本日、ファッションビジネス業界の一員となられた皆さん、おめでとうございます。心から歓迎の言葉を贈ります。
ファッションビジネスはとても広く、奥の深い世界です。素材から小売りまで多種多様な企業があり、地球規模で多くの人々が仕事をしています。
それは、ほかの業種でも同じでは?と思われるかもしれません。確かにそうなのですが、ファッションビジネスには独占も、寡占もされない市場があります。
巨大な企業が市場で占有率を高めることはあっても、それが100%になることは決してありません。一人ひとり異なる個性を持つ人々の思いに応えるビジネスであり、それゆえに一人ひとりのアイデアや技術しだいでチャンスがあるビジネスなのです。ここにファッションビジネスの大きな特徴があります。
今、皆さんが着ているシャツやブラウスは、どこで買いましたか? お店でしょうか。それとも、ネットでしょうか。
いずれにしても、皆さんに手渡してくれた人がいますよね。その人には、その商品を仕入れた誰かが手渡しました。その商品は、縫製工場で多くの手をかけて形作られ、アイロン掛けして仕上げてから送られています。
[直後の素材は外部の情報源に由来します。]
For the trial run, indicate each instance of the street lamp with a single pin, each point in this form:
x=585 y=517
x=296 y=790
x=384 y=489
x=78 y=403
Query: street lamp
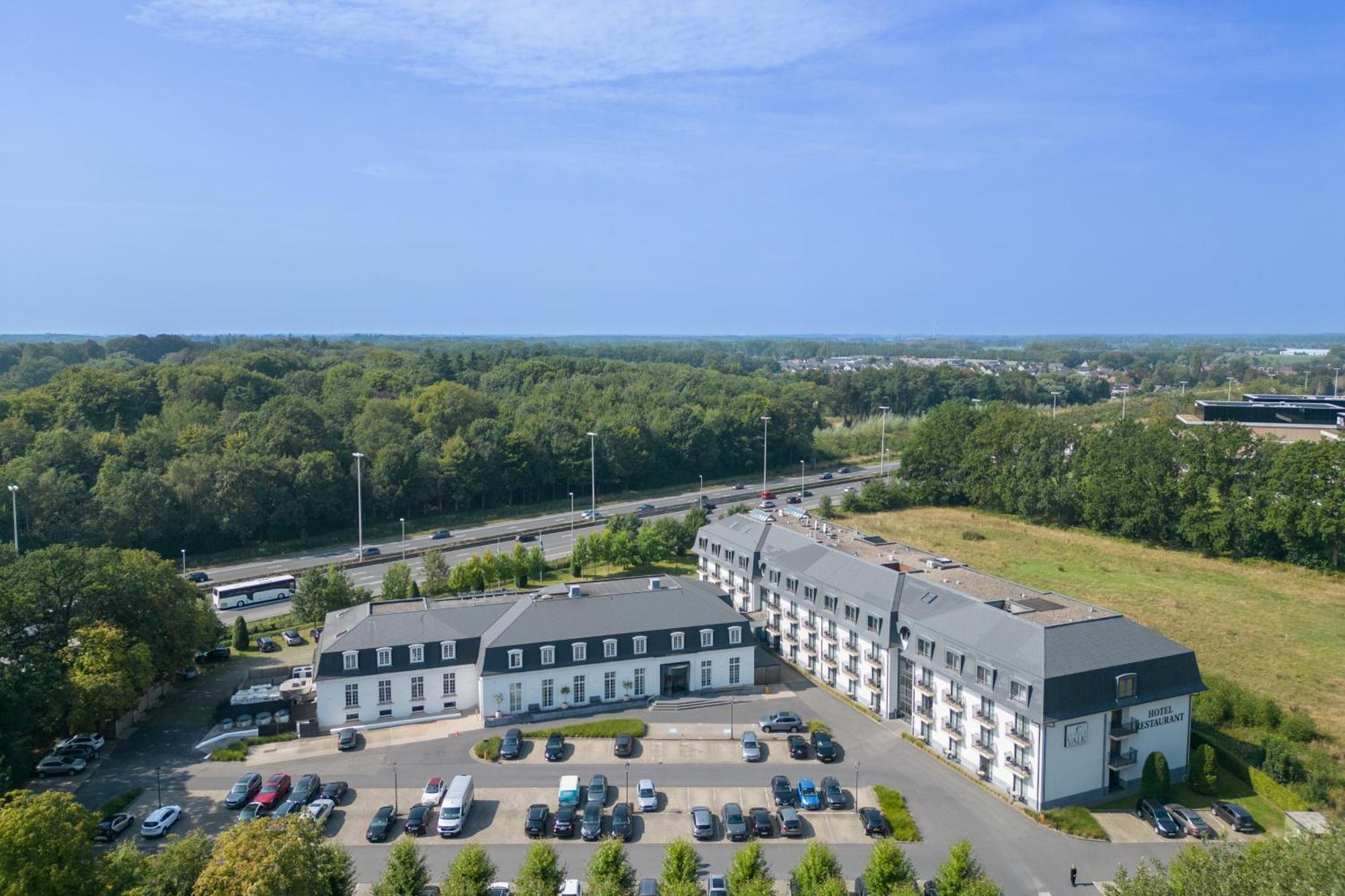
x=360 y=501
縫製工場には、織・編物が反物として運ばれました。織・編物を作ったのは全く異なる工場で、糸を仕入れ、織機や編み機を動かした人々がいます。そこに運ばれた糸も、紡績工場や合繊メーカーで生産・管理されてから届きました。綿の紡績なら、そこに至るまでに綿花を育て、わたを収穫した人々がたくさん関わっています。
1枚のシャツやブラウスが買う人に届くまで、実に多くの人の手を介しています。ほかのアイテムも同様であり、こうして人から人へとつなぐ仕事のつながりを、サプライチェーンと呼んでいます。ファッションビジネスは、このチェーンが単調な1本ではなく、数え切れないほど多彩です。それは日本にとどまらず、世界中でダイナミックに変化し続けているのです。
皆さんは本日から、単に買う側の1人ではなく、この彩り豊かなチェーンの一員になります。これから身に着ける知識や技術、新たな発想の全てが、さらにチェーンを太く、強いものにしていきます。それがファッション市場の面白さに直結するのです。皆さんが成長すればするほど、この市場の魅力に磨きがかかることを忘れないでください。
もちろん課題はあり、すぐに解決は難しいかもしれません。しかし、繊研新聞社も「共感と解説」を掲げ、皆さんとともに成長し、学べるよう努めます。皆さんの良きサポーターでありたいと考えていますので、どうぞよろしくお願いいたします。